PUAN: 8.9/10
KİTABIN KONUSU
Kitabımızın Nazi Almanya'sında, ailesinden ayrılmak zorunda kalan ve bir bakıcı ailenin yanında yaşamaya başlayan "kitap hırsızı"
Liesel'in başından geçenleri anlatıyor.
NEREDEN ESTİ?
Bu kitabı internette birkaç yerde(tam olarak hatırlayamıyorum) görmüştüm ve hakkında çok iyi yorumlar okumuştum.
D&R'da Martı Yayınları'ndaki indirime rastladığımda, yine aynı yazarın "Hiç Kimse Sıradan Değildir" kitabıyla beraber 10'ar liradan almıştım ikisini:)
5 YORUM
1-Daha kısa olduğu için, okumaya, yazarın "
Hiç Kimse Sıradan Değildir" kitabından başlamıştım. Bu kitapla ilgili yorumlarıma
BURADAN ulaşabilirsiniz. Yazarın bu kitabı çok sade, akıcı ve dinamikti. Yazı tipi, punto büyüklüğü, satır aralıkları falan bu kitaba benzediği için "Kitap Hırsızı"nı da böyle bir kitap sandım, ama karşıma çok daha farklı (iyi manada) bir kitap çıktı. Bu defa daha
derin ve ağır bir kitap okumaya başladığımı daha ilk bölümlerden itibaren anladım. Kitap yine ilk kitap gibi akıcı ve dinamik tabii ki ama bu kitabın
edebi yönü daha ağır basıyor diyebilirim. Bu da kitabı benim için çok değerli kıldı açıkçası. Siz de -eğer hala okumadıysanız-kitaptaki bazı cümleleri tekrar tekrar okuyup, üzerinde uzun süre düşünmeye başladığınızda ve kitabın size bir şeyler kattığını farkettiğinizde ne demek istediğimi daha iyi anlayacaksınız muhtemelen.
2-Kitap,
kahraman ve ilahi bakış açılarıyla yazılmış diyebiliriz.Evet,
anlatıcımız çok farklı biri olduğu için bu iki bakış açısını aynı anda görebiliyoruz aslında; yoksa çok sık rastlanmıyor bu iki anlatım şeklinin aynı anda bulunmasına.
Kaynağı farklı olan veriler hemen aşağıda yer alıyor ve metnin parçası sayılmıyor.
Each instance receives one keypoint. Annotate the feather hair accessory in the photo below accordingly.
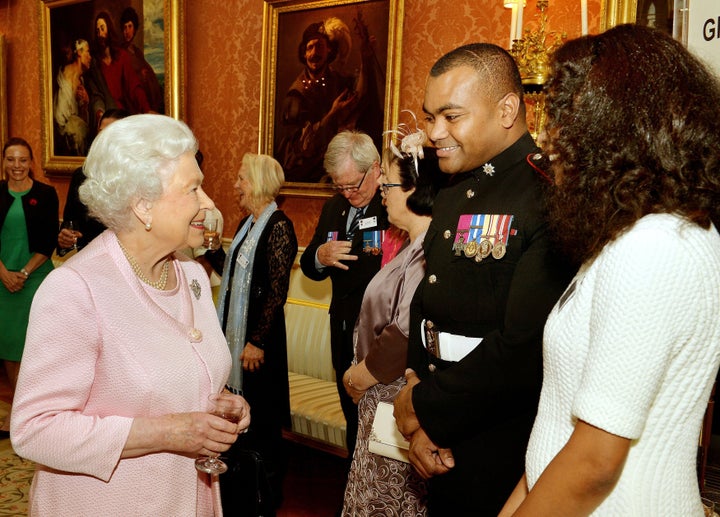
(411, 141)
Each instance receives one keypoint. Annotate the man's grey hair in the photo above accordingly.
(350, 145)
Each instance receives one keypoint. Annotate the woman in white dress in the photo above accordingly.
(631, 350)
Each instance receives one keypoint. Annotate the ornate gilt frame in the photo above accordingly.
(174, 22)
(272, 11)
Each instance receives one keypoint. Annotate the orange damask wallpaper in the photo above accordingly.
(223, 54)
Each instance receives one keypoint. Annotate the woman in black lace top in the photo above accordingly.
(256, 274)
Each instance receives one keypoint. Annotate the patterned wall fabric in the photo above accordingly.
(223, 52)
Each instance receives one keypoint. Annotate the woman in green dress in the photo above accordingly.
(28, 234)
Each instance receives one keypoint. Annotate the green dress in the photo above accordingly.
(15, 307)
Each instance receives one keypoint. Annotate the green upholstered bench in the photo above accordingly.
(317, 418)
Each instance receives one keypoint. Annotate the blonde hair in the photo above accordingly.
(265, 175)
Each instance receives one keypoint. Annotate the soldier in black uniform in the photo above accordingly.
(491, 280)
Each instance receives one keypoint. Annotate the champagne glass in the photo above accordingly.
(222, 405)
(72, 226)
(211, 234)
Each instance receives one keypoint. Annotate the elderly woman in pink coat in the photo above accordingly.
(123, 346)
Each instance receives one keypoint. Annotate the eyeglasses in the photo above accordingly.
(385, 187)
(351, 189)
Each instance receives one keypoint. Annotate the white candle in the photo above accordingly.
(520, 6)
(513, 25)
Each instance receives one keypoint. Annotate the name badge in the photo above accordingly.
(368, 222)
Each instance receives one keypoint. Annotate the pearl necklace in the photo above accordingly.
(160, 284)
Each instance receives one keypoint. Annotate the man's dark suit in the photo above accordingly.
(483, 406)
(348, 288)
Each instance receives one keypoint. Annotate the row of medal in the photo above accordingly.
(487, 234)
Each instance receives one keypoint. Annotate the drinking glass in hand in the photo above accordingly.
(212, 236)
(222, 405)
(72, 226)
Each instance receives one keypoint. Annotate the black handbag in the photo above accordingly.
(245, 487)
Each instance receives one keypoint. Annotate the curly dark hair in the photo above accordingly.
(633, 128)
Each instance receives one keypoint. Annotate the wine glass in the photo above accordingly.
(72, 226)
(224, 406)
(211, 234)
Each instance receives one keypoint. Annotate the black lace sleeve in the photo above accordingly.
(281, 250)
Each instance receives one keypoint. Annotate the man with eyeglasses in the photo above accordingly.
(344, 247)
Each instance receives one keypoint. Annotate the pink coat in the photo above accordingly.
(99, 352)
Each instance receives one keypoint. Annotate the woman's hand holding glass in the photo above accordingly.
(226, 409)
(69, 235)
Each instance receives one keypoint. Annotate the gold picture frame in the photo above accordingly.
(372, 31)
(66, 22)
(617, 12)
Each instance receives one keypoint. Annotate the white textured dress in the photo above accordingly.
(633, 348)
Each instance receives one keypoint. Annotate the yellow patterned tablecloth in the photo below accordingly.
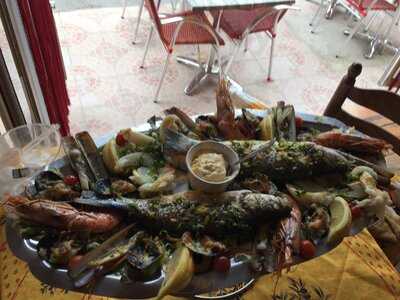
(357, 269)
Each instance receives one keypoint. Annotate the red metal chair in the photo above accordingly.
(179, 28)
(360, 9)
(239, 23)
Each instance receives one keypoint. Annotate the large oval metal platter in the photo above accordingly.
(240, 274)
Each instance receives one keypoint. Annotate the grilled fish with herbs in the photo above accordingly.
(230, 213)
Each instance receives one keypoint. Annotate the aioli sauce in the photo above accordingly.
(210, 167)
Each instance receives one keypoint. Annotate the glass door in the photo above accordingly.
(17, 102)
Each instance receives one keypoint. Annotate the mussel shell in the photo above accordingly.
(103, 187)
(138, 268)
(47, 178)
(44, 249)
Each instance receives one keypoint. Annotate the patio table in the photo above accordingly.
(209, 69)
(377, 40)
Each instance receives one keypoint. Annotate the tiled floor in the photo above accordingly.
(108, 90)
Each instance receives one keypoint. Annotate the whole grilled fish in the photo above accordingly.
(230, 213)
(282, 162)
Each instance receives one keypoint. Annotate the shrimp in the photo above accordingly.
(60, 215)
(227, 125)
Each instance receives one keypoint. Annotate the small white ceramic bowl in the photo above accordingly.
(230, 156)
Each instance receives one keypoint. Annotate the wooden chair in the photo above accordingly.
(385, 103)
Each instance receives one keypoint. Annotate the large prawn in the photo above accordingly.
(60, 215)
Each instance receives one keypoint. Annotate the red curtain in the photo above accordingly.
(41, 32)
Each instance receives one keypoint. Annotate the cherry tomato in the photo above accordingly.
(222, 264)
(71, 180)
(74, 261)
(307, 249)
(356, 212)
(299, 122)
(120, 139)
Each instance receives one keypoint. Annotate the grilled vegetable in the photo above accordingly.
(144, 261)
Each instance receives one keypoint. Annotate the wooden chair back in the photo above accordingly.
(385, 103)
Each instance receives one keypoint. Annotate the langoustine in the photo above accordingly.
(351, 142)
(60, 215)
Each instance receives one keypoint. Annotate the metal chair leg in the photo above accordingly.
(350, 36)
(138, 21)
(370, 21)
(173, 5)
(355, 30)
(235, 52)
(147, 47)
(271, 54)
(124, 8)
(162, 77)
(318, 17)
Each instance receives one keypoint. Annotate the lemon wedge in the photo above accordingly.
(340, 220)
(178, 272)
(266, 128)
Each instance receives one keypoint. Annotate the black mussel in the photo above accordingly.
(56, 250)
(122, 187)
(204, 250)
(47, 179)
(144, 261)
(103, 187)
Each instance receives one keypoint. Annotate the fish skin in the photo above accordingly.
(230, 213)
(296, 160)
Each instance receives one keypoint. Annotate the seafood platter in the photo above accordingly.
(195, 206)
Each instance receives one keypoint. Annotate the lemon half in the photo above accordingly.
(178, 272)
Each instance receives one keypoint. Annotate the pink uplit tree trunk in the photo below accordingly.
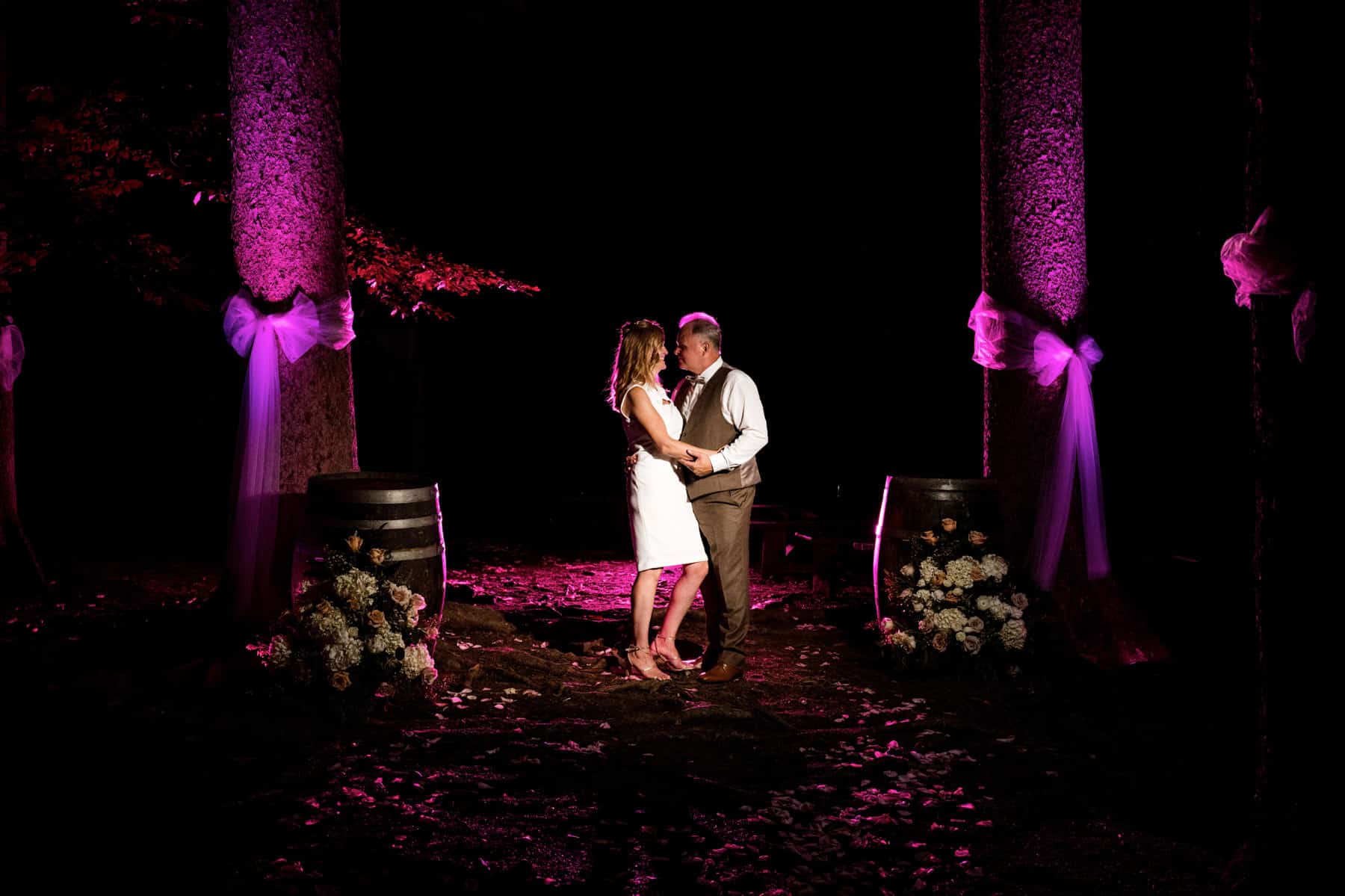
(19, 569)
(1032, 232)
(288, 229)
(1035, 262)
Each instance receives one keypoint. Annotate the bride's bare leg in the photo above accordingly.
(684, 593)
(642, 611)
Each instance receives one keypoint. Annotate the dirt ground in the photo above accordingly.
(143, 751)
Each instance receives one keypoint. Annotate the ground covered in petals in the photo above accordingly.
(146, 753)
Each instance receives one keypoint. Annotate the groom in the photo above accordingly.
(721, 407)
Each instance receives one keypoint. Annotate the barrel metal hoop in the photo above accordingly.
(415, 553)
(385, 495)
(377, 525)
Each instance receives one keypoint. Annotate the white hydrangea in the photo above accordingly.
(954, 620)
(413, 614)
(356, 588)
(928, 568)
(344, 653)
(401, 595)
(995, 566)
(1015, 634)
(959, 571)
(280, 652)
(416, 661)
(385, 640)
(326, 625)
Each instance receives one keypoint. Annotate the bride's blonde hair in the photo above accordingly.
(637, 356)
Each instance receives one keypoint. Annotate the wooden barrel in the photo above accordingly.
(396, 512)
(918, 504)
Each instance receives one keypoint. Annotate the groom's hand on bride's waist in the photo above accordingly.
(699, 465)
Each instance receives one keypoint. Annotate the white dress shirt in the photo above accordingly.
(741, 407)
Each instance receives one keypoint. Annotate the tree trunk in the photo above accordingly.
(288, 229)
(1032, 237)
(19, 569)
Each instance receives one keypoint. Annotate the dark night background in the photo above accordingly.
(810, 176)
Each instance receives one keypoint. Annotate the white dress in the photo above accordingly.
(664, 526)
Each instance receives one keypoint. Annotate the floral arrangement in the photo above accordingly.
(954, 599)
(353, 634)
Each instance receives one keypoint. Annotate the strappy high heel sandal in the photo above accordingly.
(652, 670)
(672, 660)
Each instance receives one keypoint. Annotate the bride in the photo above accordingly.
(664, 528)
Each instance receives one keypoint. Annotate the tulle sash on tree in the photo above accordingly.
(255, 336)
(1009, 341)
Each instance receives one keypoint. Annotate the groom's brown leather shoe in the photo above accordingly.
(721, 673)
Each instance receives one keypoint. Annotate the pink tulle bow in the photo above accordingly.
(1009, 341)
(11, 354)
(255, 336)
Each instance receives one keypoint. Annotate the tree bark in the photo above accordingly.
(1032, 235)
(19, 569)
(1032, 218)
(288, 230)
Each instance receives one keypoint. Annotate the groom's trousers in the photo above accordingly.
(726, 519)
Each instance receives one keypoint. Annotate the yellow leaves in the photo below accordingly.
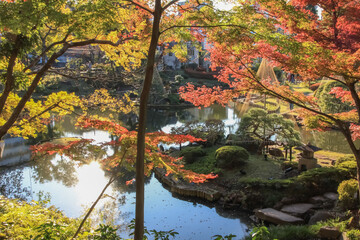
(36, 114)
(102, 100)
Ama kitaptaki tüm olayları anlatan bu şahsımızın kim olduğunu söylemeyeceğim. O kendini bilir! Şaka şaka; ama gerçekten çok orijinal bir fikir olduğunu söylemeden geçemeyeceğim. Tabii bu orijinal fikri eline yüzüne bulaştırmadan, ustaca uygulayan yazarı da tebrik etmeden geçmemek gerek.